Later he convinces the whole town to set up his wedding with the knowledge that the would-be bride would be thrown into it. Everyone finds his creepy-ass tactics as cute and “boys will be boys” esque. So yeah, he is terrifying.
Yeah, the truly scary thing about Beauty and the Beast isn’t that Gaston exists, but that society fucking loves him. People who deride the movie by saying it’s about Stockholm Syndrome are ignoring that it’s actually about the various ways that truly decent people get othered by society. People don’t trust the Beast because of the way he looks, which only feeds his anger issues and pushes him further away. Gaston isn’t the only one who criticizes Belle for being bookish, either; the whole town says there must be something wrong with her. And her father gets carted off to a mental asylum for being just a little eccentric.
Howard Ashman, who collaborated on the film’s score and had a huge influence on the movie’s story and themes, was a gay man who died of AIDS shortly after work on the film was completed. If you watch the film with that in mind, the message of it becomes clear. Gaston demonstrates that bullies are rewarded and beloved by society as long as they possess a certain set of characteristics, while nice people who don’t are ostracized. The love story between Belle and the Beast is about them finding solace in each other after society rejects them both.
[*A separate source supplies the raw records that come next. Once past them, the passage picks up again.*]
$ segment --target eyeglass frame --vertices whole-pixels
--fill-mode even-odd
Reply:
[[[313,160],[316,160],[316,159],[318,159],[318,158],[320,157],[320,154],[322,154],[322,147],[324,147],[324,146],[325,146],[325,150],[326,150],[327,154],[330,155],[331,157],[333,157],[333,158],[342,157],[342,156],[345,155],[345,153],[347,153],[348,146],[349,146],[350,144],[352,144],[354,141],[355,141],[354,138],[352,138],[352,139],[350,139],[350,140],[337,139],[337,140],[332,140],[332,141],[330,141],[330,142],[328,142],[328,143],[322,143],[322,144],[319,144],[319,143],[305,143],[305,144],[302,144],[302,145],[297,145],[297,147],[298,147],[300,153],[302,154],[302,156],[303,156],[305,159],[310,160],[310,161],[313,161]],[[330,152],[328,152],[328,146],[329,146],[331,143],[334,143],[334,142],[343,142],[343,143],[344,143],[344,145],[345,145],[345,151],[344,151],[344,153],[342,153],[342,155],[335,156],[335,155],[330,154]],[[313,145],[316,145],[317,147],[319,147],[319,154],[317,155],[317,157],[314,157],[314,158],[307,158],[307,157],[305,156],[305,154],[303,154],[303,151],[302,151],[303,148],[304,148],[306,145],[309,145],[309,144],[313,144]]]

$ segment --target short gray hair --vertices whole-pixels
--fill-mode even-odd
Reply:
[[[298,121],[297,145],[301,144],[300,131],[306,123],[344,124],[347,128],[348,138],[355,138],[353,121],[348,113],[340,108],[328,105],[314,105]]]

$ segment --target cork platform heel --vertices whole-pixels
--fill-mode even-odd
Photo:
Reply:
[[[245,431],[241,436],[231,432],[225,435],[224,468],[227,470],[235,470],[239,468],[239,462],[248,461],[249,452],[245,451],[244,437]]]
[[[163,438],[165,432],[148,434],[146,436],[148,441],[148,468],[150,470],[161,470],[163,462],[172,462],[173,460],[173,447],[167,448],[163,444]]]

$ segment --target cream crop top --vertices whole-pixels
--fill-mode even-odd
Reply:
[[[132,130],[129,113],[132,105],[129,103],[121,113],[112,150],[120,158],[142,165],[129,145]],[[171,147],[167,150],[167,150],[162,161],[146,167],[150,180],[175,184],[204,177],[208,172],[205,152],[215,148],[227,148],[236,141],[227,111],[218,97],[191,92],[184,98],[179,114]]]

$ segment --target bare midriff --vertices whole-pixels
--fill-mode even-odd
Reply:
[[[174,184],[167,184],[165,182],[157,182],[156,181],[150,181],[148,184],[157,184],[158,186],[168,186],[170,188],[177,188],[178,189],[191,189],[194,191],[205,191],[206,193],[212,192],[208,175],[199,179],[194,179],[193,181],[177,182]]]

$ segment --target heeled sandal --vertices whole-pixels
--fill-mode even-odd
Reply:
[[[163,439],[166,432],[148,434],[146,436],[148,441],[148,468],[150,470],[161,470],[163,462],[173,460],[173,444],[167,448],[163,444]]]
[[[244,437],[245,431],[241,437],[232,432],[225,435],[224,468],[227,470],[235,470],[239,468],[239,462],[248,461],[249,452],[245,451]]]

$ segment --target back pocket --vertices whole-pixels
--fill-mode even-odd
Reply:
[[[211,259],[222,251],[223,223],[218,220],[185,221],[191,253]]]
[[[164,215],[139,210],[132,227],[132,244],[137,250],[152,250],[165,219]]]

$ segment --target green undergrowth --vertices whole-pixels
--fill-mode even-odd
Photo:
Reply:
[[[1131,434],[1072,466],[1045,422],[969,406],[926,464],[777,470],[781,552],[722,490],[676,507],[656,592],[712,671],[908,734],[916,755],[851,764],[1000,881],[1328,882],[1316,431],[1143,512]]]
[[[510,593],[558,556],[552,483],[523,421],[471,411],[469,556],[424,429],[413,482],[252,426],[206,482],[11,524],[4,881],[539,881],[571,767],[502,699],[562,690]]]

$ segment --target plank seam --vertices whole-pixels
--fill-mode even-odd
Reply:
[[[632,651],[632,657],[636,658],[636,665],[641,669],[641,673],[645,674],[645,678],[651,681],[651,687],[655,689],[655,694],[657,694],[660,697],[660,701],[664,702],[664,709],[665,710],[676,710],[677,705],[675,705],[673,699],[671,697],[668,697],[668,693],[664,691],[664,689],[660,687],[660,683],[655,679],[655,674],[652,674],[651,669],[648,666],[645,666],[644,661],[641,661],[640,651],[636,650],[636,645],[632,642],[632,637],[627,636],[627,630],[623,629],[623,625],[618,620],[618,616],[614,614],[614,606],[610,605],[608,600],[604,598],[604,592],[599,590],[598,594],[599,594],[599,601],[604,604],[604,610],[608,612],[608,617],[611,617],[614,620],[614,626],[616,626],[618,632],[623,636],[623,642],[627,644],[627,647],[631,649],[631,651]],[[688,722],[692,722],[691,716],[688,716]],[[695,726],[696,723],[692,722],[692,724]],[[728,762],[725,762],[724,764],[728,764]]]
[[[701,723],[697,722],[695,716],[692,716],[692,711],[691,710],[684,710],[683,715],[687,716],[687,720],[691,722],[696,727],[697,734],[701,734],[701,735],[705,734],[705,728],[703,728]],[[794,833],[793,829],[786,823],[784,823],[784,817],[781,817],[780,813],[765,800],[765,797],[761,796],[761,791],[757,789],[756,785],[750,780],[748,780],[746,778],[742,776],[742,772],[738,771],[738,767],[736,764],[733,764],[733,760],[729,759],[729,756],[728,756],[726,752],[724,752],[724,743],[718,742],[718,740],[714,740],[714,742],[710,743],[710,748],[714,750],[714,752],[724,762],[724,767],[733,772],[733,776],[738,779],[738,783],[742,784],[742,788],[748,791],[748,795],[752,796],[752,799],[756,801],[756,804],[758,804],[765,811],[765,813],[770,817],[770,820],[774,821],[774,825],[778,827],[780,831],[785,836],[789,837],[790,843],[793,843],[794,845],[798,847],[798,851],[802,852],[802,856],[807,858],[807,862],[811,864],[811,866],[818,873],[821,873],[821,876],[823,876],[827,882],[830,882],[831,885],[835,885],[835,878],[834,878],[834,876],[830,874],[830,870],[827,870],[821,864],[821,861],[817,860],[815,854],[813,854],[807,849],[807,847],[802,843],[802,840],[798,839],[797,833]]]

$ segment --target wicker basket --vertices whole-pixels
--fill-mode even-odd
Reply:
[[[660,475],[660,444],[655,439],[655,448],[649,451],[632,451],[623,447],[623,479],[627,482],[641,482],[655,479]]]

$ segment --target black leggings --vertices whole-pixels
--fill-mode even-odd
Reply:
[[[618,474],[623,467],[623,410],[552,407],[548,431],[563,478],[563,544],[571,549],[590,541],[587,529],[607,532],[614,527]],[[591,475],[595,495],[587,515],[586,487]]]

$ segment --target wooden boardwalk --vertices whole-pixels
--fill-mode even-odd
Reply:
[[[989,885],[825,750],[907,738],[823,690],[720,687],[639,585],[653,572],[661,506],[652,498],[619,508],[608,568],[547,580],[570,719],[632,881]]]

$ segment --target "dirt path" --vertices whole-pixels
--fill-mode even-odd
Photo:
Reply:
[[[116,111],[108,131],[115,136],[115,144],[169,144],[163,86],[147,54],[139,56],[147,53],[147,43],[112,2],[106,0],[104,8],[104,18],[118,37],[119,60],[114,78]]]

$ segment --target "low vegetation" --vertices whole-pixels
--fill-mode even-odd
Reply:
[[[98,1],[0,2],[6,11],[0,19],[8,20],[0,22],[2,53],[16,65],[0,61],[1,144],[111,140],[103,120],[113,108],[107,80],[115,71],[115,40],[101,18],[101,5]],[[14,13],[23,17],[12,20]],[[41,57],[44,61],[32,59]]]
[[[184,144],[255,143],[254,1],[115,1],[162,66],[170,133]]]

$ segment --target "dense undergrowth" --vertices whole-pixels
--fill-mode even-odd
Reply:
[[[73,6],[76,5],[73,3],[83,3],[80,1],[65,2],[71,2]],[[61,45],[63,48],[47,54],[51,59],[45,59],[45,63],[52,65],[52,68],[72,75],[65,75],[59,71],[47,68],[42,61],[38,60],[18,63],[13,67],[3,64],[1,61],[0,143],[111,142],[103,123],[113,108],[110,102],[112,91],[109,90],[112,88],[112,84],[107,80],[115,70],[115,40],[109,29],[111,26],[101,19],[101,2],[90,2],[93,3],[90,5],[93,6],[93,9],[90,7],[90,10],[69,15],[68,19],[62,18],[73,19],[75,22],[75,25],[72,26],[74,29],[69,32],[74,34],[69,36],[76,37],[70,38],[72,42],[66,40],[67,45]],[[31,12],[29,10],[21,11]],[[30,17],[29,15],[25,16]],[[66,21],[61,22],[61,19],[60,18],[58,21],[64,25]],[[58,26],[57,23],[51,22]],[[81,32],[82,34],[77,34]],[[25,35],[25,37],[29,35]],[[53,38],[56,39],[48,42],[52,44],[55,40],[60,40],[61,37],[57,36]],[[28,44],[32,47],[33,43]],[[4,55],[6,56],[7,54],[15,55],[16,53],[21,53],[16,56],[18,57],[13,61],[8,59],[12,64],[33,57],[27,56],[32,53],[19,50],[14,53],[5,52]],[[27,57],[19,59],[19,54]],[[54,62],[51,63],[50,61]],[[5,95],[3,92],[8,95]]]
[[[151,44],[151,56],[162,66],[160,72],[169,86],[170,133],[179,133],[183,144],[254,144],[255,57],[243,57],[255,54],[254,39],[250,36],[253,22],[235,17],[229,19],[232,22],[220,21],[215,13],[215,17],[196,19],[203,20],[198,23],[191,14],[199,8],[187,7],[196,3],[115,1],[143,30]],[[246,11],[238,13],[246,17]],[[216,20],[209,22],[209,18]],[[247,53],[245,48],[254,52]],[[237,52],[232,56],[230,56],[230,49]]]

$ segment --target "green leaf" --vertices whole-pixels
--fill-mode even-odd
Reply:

Notice how the Beast reacts when the whole town comes for him. He’s not angry, he’s sad. He’s tired. And he almost gives up because he has nothing to live for. But then he sees that Belle has come back for him, and suddenly he does. In the original fairy tale, the Beast asks Belle to marry him every night, and the spell is broken when she accepts. In the Disney movie, he waits for her to love him, because he cannot love himself. That’s how badly being ostracized from society and told that you’re a monster all your life can fuck with your head and make you stop seeing yourself as human.
Society rewards the bullies because we’ve been brought up to believe that their victims don’t belong. That if someone doesn’t fit in, then they have to be put in their place, or destroyed. And this movie demonstrates that this line of thinking is wrong. It’s so much deeper than a standard “be yourself” message, and that’s why it’s one of my favorite Disney movies.